Zur Aufklärung der geschichtlichen Wahrheit hat ausgerechnet ein polnischer Historiker beigetragen: Tomasz Jasinski und sein Buch „Kruschwitz, Rimini und die Grundlagen des preußischen Ordenslandes“. Insbesondere der Vertrag von Kruschwitz wurde von Polen immer als Fälschung hingestellt. Mit überzeugenden Argumenten, so der Historiker Udo Arnold, weist der Verfasser nach, dass das Privileg, mit dem der polnische Herzog Konrad von Masowien 1230 dem Orden das Kulmerland als Ausgangsbasis seiner Eroberung Preußens schenkte, echt ist. Ebenso echt ist ebenso die Goldene Bulle Kaiser Friedrich II. von Rimini, allerdings nicht 1226 ausgestellt, sondern erst 1235 und rückdatiert. Arnold: „Die Wissenschaft wird nun umdenken müssen.“ Die Politik ebenso.

Der Kampf um Darstellung wie Wahrung der historischen Wahrheit wird in diesem Jahr von uns Aufrichtigkeit und Standfestigkeit erfordern. Wir wissen um die gigantische Macht des relativierenden und die deutsche Geschichte in Negative ziehenden Zeitgeistes. Doch nur wer als Einzelner oder als Nation seine Würde zu wahren und zu verteidigen versteht, dem wird die ihm zustehende Würde zuteil.

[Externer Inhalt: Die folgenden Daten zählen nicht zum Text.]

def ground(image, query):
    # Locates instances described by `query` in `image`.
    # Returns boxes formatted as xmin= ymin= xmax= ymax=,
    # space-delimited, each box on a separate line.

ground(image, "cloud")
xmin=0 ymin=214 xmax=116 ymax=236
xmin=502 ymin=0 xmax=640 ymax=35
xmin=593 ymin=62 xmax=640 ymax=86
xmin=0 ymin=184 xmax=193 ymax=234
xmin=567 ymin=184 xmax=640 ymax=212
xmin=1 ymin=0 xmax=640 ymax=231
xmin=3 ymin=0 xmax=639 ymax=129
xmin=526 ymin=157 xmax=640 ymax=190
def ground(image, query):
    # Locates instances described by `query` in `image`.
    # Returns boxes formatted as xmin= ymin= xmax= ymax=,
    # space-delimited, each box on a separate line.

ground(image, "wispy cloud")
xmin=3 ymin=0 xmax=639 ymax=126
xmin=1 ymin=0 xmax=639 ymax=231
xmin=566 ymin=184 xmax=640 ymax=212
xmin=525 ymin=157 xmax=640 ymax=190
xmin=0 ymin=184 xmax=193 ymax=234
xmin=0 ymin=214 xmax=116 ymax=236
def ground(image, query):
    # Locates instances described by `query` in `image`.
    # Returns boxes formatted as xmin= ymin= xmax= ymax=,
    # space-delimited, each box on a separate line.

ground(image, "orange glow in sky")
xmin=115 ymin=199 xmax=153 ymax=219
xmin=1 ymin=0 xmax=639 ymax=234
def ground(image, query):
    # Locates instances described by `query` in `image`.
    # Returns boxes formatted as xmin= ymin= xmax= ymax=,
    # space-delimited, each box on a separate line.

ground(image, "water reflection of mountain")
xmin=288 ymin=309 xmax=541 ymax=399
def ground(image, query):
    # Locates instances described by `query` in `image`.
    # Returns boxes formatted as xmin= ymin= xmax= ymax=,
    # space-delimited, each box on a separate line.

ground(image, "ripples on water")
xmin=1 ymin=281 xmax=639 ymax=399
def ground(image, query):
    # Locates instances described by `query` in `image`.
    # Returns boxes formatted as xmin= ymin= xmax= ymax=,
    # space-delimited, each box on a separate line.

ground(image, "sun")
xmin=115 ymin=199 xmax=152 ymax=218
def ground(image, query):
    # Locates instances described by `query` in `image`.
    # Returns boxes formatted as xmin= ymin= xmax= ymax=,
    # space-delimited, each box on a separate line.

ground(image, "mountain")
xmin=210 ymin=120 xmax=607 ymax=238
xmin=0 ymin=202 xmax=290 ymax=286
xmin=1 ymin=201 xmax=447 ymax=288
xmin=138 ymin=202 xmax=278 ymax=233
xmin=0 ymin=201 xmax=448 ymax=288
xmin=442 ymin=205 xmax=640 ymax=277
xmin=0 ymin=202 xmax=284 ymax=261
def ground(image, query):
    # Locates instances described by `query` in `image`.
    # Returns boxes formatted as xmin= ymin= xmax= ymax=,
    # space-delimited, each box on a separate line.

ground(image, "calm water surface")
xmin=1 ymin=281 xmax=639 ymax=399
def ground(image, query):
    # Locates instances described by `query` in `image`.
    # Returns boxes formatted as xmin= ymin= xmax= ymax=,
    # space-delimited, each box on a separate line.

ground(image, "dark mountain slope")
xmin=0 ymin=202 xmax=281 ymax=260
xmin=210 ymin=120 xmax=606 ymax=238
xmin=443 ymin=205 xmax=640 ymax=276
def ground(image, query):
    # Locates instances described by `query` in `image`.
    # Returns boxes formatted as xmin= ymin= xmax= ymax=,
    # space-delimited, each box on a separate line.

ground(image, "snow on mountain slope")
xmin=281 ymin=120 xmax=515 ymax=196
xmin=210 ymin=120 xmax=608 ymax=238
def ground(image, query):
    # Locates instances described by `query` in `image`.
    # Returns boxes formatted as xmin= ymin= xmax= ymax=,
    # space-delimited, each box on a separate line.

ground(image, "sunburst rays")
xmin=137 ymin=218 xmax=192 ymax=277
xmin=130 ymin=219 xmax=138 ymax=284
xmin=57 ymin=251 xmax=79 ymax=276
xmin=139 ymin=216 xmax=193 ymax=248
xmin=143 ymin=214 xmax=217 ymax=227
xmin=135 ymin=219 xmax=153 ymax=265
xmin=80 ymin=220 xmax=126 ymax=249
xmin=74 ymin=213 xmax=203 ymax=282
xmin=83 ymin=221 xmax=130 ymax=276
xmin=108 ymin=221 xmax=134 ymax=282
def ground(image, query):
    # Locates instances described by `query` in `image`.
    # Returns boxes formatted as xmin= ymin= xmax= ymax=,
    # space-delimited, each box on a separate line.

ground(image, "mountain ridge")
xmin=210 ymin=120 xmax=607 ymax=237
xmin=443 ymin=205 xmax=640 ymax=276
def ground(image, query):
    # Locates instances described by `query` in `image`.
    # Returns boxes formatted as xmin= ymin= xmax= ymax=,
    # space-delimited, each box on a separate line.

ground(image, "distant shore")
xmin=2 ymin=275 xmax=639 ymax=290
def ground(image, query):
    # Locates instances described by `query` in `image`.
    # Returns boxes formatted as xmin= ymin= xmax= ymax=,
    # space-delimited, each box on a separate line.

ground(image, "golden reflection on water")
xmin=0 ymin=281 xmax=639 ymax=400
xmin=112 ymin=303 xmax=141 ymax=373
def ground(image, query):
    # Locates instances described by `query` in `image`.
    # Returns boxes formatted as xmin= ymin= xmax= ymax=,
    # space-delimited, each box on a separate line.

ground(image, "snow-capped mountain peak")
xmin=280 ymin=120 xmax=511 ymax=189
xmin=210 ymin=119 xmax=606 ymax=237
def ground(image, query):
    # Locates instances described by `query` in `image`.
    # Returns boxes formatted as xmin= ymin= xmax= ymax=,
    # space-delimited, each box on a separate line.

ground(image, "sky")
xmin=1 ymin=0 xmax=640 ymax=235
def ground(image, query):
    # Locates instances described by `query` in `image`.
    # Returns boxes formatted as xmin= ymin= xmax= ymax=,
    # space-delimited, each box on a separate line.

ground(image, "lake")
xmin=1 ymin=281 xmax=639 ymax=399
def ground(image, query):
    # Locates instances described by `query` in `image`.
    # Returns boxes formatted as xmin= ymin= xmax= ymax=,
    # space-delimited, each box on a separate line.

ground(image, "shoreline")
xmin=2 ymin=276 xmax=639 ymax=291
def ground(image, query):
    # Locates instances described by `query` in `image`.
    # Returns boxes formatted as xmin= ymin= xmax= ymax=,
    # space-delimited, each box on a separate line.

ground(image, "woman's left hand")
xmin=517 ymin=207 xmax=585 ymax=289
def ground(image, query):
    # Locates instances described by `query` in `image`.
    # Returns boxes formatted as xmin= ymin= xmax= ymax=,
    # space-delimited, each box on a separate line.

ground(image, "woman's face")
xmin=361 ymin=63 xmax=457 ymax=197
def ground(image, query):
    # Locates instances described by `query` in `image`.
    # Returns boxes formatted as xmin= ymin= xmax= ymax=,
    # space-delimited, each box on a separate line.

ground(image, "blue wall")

Vom Kirchenvater Thomas von Aquin haben wir gelernt, dass der Friede unter Menschen und Völkern unzulänglich bleibt, „wenn nicht die Liebe unter ihnen Wurzeln schlägt“. Das aber setzt Ehrlichkeit, Verstehen und Verständnis auf allen Seiten voraus, die Annahme der eigenen, schönen wie unschönen, Geschichte. Ludwig Börne, ein kluger politischer Denker zu Beginn des 19. Jahrhunderts, schrieb: „Jede Gegenwart ist eine Not-Erbin der Vergangenheit. Sie kann die Erbschaft weder ausschlagen, noch sub beneficio inventarii antreten: sie muss sie, und zwar ganz, übernehmen, mit ihren Schulden und mit ihrer Schuld.“ Dies gilt für alle Seiten, für Besiegte und Sieger.